I'm going to keep adding names to this list as I find them. I'm a little amazed.
"I don't always agree with @BretStephensNYT, but when I do, I really really do." Daniel Drezner, WaPo, The Fletcher School, et al.

"Brilliant and compelling." Anthony Blinken. Deputy Secretary of State and Deputy National Security Advisor under Obama.

"Good column by good columnist; very worth a read. (Don't @ me; I already know that you feel sad about this.)" Jennifer Steinhauer. NYT Congressional reporter.

"A smart column." Steven Greenhouse, former NYT Labor Reporter. Author of “The Big Squeeze: Tough Times for the American Worker.”
It's takes a conservative ironist, a comedian, to make liberals acknowledge tacitly what they've never had the courage to admit. And they don't seem to realize they've done it.

Stephens explains Trump, and Brexit if you look at the details.

Bret Stephens for mass deportation, and not in Israel this time.
...On point after point, America’s nonimmigrants are failing our country. Crime? A study by the Cato Institute notes that nonimmigrants are incarcerated at nearly twice the rate of illegal immigrants, and at more than three times the rate of legal ones.

Educational achievement? Just 17 percent of the finalists in the 2016 Intel Science Talent Search — often called the “Junior Nobel Prize” — were the children of United States-born parents. At the Rochester Institute of Technology, just 9.5 percent of graduate students in electrical engineering were nonimmigrants.

Religious piety — especially of the Christian variety? More illegal immigrants identify as Christian (83 percent) than do Americans (70.6 percent), a fact right-wing immigration restrictionists might ponder as they bemoan declines in church attendance.

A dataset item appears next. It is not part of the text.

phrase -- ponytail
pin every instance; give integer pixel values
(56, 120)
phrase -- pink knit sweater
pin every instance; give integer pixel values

Business creation? Nonimmigrants start businesses at half the rate of immigrants, and accounted for fewer than half the companies started in Silicon Valley between 1995 and 2005. Overall, the share of nonimmigrant entrepreneurs fell by more than 10 percentage points between 1995 and 2008, according to a Harvard Business Review study.

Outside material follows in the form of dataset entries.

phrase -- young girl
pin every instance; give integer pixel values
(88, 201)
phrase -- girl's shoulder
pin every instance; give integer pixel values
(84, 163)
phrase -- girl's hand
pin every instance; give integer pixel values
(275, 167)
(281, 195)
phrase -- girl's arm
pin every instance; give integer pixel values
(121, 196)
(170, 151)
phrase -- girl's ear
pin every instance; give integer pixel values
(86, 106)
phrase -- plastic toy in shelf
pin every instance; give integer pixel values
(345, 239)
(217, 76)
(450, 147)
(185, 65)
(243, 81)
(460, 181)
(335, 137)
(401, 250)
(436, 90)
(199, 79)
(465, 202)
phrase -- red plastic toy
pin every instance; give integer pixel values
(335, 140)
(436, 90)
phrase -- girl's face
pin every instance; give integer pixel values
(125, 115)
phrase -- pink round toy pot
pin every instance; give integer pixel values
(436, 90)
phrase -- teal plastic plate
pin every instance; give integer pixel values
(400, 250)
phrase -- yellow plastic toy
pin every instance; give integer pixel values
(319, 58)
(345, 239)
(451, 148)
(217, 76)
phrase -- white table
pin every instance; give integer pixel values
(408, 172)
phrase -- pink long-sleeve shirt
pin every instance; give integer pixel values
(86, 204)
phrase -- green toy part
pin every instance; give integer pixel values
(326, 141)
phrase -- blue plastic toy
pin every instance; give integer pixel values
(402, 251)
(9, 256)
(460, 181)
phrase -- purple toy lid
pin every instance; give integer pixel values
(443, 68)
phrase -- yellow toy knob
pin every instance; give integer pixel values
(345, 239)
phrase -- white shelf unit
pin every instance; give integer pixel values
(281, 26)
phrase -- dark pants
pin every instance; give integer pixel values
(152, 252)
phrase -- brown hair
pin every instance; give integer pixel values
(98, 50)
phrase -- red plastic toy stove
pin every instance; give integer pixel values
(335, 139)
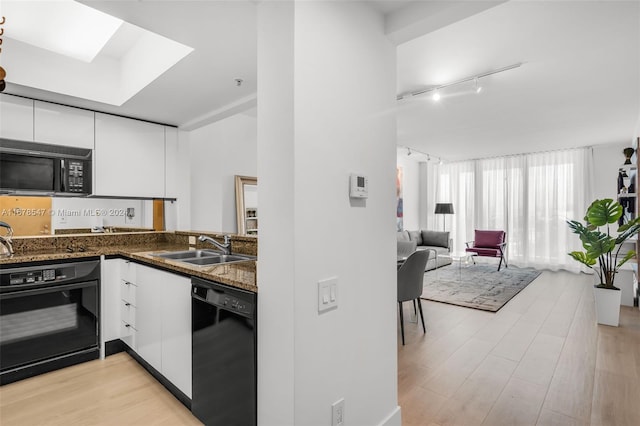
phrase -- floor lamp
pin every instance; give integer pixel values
(444, 208)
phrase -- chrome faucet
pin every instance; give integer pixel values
(6, 239)
(226, 247)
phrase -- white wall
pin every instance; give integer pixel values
(606, 160)
(326, 109)
(72, 213)
(218, 152)
(410, 189)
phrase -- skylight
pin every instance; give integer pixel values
(62, 26)
(70, 48)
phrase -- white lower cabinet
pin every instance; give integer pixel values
(153, 312)
(110, 328)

Nor does the case against nonimmigrants end there. The rate of out-of-wedlock births for United States-born mothers exceeds the rate for foreign-born moms, 42 percent to 33 percent. The rate of delinquency and criminality among nonimmigrant teens considerably exceeds that of their immigrant peers. A recent report by the Sentencing Project also finds evidence that the fewer immigrants there are in a neighborhood, the likelier it is to be unsafe.

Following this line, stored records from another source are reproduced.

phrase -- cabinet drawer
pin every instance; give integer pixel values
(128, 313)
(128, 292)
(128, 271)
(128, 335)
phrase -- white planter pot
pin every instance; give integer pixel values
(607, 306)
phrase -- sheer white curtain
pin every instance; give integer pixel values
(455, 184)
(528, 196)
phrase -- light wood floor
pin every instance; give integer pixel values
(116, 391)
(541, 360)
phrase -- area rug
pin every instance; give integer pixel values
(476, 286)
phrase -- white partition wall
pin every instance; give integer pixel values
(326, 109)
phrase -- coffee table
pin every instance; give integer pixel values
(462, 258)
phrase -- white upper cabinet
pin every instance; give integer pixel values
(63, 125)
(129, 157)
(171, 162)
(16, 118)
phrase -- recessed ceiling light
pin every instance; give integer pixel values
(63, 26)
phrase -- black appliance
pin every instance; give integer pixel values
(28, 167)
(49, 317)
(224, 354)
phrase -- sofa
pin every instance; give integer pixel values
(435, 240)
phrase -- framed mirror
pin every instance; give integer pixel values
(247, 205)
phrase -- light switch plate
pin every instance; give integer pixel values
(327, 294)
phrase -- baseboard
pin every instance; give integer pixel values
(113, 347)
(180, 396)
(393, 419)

And then there’s the all-important issue of demographics. The race for the future is ultimately a race for people — healthy, working-age, fertile people — and our nonimmigrants fail us here, too. “The increase in the overall number of U.S. births, from 3.74 million in 1970 to 4.0 million in 2014, is due entirely to births to foreign-born mothers,” reports the Pew Research Center. Without these immigrant moms, the United States would be faced with the same demographic death spiral that now confronts Japan.

Bottom line: So-called real Americans are screwing up America. Maybe they should leave, so that we can replace them with new and better ones: newcomers who are more appreciative of what the United States has to offer, more ambitious for themselves and their children, and more willing to sacrifice for the future. In other words, just the kind of people we used to be — when “we” had just come off the boat. 
2003
The politics of educated liberalism is the politics of reassurance, of protecting your own interests while wanting to be liked. If you're a leftist, even the bourgeois variety, you need to make the hard choices. This country feeds off the energy of new arrivals, who trample its exhausted native underclass. But I love these new people, who live a double life of greed and community, a double life Americans of any class seem unable to understand. Of the immigrants I know who've been both here and Europe, most would live there if they could. They don't love the American dream, but they need American money.  I'm rewriting this on June 17, 2005, softening the tone, but I'll leave the original punch line just for laughs. After American workers gain the imagination and the pride that immigrant tradesman bring with them, I'll move back to this country; because once they close the borders, I'm leaving.